Le grandi città dalla storia millenaria sono quasi tutte costruite nei pressi di fiumi. Per i pionieri e gli esploratori dall’alba fino all’epoca moderna l’acqua era il primo requisito per fermarsi e costruire un insediamento. Sulla Terra però l’acqua è relativamente facile da trovare, da sorgenti e fiumi, nelle falde sotterranee. Non è un caso che la nostra specie si sia evoluta qui. L’acqua trovata su altri mondi invece è rarissima e molto più difficile da raggiungere. E ha un valore che, per noi, va oltre il bisogno primario di dissetarsi. Idrogeno e ossigeno, scissi con un procedimento ben collaudato, l’elettrolisi, possono diventare aria da respirare (l’ossigeno) ma soprattutto carburante per produrre energia da usare per le esigenze dell’insediamento, per alimentare i mezzi per spostarsi e viaggiare nello spazio (molti motori di razzi usano proprio questi due elementi per produrre la grande spinta necessaria per vincere la forza di gravità terrestre).

luna con crateri e tracce d'acqua

Distribuzione del ghiaccio superficiale al polo sud (sinistra) e al polo nord (destra) della Luna, rilevata dallo strumento Moon mineralogy mapper della Nasa - Credits: Nasa

Sulla Luna è proprio il ghiaccio d’acqua ciò che si cerca per primo e la regione scelta per i primi insediamenti sarà quella del polo sud, dove se ne trova, pare, in abbondanza, nelle zone perennemente in ombra sul fondo di molti crateri. La Toyota sta sviluppando per la Nasa e il programma Artemis, un land cruiser lunare a celle di idrogeno, si ipotizza addirittura che, in futuro, possa essere proprio il nostro satellite naturale una “stazione di servizio” sulla quale produrre carburante e dalla quale decollare: data la minore attrazione gravitazionale rispetto alla Terra, servirebbe anche meno energia.

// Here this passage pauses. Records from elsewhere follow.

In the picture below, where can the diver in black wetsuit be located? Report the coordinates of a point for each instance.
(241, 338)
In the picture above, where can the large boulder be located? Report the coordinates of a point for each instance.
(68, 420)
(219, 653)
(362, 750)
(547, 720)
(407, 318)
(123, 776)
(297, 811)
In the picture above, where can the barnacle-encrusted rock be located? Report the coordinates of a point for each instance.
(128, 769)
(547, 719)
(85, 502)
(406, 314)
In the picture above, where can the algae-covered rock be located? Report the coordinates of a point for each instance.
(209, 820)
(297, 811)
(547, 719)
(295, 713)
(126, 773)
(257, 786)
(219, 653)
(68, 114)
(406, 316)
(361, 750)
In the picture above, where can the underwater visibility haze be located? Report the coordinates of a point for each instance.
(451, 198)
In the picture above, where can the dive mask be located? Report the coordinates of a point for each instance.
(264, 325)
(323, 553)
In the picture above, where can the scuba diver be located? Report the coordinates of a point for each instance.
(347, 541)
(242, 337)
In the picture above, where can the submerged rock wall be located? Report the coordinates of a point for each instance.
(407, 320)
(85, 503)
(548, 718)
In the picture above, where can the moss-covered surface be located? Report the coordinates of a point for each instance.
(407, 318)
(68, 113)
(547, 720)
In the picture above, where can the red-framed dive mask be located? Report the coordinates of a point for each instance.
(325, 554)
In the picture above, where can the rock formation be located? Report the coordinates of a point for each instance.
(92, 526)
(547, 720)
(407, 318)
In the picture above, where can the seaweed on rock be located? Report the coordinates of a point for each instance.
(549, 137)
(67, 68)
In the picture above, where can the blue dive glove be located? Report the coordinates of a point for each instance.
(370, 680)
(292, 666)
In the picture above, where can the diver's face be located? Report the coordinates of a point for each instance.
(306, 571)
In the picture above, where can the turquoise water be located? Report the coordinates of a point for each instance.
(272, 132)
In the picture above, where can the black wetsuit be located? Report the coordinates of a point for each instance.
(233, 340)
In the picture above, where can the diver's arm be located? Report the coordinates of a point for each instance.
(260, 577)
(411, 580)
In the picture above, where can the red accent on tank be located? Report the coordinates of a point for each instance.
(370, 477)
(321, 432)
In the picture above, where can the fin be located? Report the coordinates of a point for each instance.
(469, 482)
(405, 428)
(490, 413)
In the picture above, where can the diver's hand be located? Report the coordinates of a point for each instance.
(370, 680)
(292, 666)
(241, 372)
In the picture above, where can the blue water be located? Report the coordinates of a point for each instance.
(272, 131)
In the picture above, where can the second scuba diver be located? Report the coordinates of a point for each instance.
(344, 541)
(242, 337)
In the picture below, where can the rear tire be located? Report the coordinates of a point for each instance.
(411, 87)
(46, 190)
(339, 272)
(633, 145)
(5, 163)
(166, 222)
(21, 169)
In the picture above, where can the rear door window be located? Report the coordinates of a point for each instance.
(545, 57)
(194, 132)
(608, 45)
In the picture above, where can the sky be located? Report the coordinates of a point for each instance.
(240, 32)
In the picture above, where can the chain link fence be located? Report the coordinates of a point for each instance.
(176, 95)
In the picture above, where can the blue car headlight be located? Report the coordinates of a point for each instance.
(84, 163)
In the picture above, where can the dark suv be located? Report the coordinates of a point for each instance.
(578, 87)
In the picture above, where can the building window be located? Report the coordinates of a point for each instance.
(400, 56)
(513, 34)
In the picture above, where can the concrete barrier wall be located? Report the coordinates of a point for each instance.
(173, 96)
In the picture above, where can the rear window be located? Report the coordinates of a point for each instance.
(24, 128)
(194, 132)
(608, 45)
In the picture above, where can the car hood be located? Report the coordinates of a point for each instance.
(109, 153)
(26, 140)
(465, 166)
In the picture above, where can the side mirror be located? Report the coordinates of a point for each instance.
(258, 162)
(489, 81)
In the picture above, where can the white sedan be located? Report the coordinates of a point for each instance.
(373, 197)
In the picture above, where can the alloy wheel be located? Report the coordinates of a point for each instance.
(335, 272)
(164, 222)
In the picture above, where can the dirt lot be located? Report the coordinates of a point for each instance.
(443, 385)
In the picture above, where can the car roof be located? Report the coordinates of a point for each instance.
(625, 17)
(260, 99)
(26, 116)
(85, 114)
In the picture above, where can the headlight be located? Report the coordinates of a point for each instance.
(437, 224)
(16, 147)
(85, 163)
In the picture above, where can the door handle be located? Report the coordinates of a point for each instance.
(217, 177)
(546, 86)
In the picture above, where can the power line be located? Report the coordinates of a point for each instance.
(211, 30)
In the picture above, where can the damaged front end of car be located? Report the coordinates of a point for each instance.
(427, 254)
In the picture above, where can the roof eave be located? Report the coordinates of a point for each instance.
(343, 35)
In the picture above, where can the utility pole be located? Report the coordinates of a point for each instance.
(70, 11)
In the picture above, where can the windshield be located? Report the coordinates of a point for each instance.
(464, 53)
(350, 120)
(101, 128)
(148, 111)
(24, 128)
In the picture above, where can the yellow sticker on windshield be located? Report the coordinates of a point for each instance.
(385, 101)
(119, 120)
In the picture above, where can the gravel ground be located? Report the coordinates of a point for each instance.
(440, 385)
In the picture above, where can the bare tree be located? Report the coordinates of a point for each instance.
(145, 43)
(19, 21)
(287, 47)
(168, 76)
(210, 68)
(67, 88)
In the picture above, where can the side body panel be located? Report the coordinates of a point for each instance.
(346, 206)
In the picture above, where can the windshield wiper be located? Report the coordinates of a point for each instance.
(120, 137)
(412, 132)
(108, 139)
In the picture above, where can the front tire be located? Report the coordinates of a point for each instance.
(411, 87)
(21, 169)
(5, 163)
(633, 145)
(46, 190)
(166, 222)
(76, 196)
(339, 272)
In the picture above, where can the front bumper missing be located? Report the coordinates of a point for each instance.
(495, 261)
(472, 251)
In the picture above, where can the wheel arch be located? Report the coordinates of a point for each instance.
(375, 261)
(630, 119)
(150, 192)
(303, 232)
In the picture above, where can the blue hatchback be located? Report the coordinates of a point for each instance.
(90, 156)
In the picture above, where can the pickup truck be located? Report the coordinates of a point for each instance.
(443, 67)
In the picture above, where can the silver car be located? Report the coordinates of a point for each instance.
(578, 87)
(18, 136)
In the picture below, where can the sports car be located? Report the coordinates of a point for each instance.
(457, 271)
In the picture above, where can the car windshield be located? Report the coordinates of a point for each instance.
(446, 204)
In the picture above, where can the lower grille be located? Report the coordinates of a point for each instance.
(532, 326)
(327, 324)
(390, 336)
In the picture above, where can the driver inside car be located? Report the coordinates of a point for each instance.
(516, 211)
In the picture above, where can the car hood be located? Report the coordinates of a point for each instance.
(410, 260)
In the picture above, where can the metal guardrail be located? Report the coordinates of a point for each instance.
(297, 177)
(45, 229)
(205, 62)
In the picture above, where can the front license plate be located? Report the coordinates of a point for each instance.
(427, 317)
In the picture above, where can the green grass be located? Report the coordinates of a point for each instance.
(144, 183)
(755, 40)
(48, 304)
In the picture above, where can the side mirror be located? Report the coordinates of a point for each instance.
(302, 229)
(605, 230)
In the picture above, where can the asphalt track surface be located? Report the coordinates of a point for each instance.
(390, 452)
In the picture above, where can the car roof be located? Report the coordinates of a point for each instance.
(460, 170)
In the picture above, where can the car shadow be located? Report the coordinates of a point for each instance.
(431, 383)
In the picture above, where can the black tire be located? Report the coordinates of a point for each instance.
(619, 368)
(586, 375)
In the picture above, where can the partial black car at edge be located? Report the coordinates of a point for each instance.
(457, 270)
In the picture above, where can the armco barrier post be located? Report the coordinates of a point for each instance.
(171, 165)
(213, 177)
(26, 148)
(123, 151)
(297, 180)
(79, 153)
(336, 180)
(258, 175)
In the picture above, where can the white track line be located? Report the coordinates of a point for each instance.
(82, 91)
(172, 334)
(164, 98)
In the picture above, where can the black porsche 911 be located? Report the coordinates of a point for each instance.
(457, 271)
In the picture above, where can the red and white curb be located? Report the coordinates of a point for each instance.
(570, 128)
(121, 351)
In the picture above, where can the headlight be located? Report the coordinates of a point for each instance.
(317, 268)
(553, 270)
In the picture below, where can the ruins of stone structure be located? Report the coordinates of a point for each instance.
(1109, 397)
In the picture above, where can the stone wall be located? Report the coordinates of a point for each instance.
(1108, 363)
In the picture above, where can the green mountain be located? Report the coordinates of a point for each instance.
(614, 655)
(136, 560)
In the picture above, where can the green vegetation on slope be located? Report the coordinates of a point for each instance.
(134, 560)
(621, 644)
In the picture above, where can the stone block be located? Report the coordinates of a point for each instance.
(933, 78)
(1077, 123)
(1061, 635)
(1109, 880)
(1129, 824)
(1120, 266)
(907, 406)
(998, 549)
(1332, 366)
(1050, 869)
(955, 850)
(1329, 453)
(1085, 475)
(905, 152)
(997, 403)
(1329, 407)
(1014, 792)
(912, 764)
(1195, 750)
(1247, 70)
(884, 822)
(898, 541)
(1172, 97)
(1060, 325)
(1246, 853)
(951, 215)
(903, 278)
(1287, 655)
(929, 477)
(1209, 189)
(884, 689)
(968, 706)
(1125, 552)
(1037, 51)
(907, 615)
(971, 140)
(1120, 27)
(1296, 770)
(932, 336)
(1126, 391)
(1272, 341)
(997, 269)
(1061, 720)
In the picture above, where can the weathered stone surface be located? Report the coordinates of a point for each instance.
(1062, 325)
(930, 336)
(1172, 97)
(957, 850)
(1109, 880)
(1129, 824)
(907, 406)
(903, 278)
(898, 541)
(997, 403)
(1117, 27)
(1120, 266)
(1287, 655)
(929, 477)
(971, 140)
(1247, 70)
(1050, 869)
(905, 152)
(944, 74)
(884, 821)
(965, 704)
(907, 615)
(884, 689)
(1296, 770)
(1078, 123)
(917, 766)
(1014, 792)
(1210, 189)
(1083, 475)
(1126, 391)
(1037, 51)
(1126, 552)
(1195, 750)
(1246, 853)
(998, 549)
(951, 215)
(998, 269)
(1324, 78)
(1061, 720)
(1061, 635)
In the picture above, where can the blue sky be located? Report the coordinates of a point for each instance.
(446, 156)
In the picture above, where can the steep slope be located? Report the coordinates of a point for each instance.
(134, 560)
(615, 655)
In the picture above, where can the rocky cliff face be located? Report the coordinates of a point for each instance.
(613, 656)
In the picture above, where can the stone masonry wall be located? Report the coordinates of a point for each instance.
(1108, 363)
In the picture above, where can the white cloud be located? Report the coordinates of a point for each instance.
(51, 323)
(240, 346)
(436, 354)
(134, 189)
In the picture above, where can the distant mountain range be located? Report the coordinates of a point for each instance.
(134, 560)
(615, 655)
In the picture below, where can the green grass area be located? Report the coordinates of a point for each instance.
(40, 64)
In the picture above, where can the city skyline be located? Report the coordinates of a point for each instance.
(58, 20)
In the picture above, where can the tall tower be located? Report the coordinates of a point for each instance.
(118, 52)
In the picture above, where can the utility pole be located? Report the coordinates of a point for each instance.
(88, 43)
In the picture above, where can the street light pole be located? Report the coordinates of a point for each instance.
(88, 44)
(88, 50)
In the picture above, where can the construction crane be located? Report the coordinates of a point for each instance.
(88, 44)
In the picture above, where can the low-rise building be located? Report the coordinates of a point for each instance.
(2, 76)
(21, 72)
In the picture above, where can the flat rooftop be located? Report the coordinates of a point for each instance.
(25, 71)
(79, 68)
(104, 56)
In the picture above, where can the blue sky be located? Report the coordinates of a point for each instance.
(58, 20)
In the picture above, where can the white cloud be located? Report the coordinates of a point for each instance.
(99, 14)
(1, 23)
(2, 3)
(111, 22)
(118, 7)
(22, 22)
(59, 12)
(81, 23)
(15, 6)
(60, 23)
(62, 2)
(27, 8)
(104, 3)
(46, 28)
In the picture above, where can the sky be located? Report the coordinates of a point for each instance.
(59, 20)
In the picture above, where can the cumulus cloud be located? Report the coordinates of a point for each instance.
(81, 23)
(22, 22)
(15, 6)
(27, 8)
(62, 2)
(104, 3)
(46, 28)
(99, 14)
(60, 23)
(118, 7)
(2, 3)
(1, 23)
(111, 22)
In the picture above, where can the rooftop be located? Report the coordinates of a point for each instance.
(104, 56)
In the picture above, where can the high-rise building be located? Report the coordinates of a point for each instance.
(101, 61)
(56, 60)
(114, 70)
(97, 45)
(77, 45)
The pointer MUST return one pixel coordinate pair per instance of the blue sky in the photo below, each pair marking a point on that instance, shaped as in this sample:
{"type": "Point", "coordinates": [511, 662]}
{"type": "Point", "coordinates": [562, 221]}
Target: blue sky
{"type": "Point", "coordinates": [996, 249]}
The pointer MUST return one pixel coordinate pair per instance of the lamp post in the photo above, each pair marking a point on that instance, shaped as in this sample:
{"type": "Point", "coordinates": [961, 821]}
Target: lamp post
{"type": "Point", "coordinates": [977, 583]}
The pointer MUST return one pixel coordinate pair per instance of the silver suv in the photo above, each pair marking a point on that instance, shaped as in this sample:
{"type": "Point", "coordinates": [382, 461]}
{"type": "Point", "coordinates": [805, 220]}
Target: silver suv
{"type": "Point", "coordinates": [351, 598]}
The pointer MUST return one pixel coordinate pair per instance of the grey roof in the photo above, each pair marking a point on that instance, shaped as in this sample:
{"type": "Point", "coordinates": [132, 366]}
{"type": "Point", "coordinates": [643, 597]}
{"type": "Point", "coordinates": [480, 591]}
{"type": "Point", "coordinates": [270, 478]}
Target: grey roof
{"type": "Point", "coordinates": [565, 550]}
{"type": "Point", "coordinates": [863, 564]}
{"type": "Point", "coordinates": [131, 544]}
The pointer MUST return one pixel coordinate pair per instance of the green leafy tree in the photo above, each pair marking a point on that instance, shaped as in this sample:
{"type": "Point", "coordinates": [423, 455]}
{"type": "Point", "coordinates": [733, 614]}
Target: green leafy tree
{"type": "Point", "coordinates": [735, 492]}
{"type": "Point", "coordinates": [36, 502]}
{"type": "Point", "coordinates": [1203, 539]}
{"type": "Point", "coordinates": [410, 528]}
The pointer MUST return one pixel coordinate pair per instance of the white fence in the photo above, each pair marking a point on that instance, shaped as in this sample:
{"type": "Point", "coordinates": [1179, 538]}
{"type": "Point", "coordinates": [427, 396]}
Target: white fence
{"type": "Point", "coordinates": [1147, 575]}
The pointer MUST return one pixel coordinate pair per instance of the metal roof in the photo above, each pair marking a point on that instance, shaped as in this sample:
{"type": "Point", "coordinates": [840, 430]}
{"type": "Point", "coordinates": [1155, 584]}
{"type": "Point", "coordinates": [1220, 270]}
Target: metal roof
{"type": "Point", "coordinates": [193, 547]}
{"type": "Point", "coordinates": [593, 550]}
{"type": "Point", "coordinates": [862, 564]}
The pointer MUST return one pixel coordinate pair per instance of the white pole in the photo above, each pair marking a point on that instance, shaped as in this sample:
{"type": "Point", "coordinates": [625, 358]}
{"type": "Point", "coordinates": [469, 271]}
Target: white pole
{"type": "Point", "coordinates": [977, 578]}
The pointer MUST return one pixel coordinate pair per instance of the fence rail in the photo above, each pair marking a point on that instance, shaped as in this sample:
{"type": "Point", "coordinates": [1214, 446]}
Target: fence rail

In una serie tv di qualche anno fa, Mars, prodotta dalla National Geographic, all’arrivo dei primini astronauti sul Pianeta segue l’approdo della una squadra di una compagnia mineraria (la Lukrum), che inizia a perforare alla ricerca proprio di acqua. Ed è a causa delle attività estrattive e della ricerca del profitto che iniziano i problemi. Quella che era la corsa all’oro dei pionieri, 150 anni fa, nella nuova frontiera spaziale sarà la corsa al ghiaccio e all’acqua.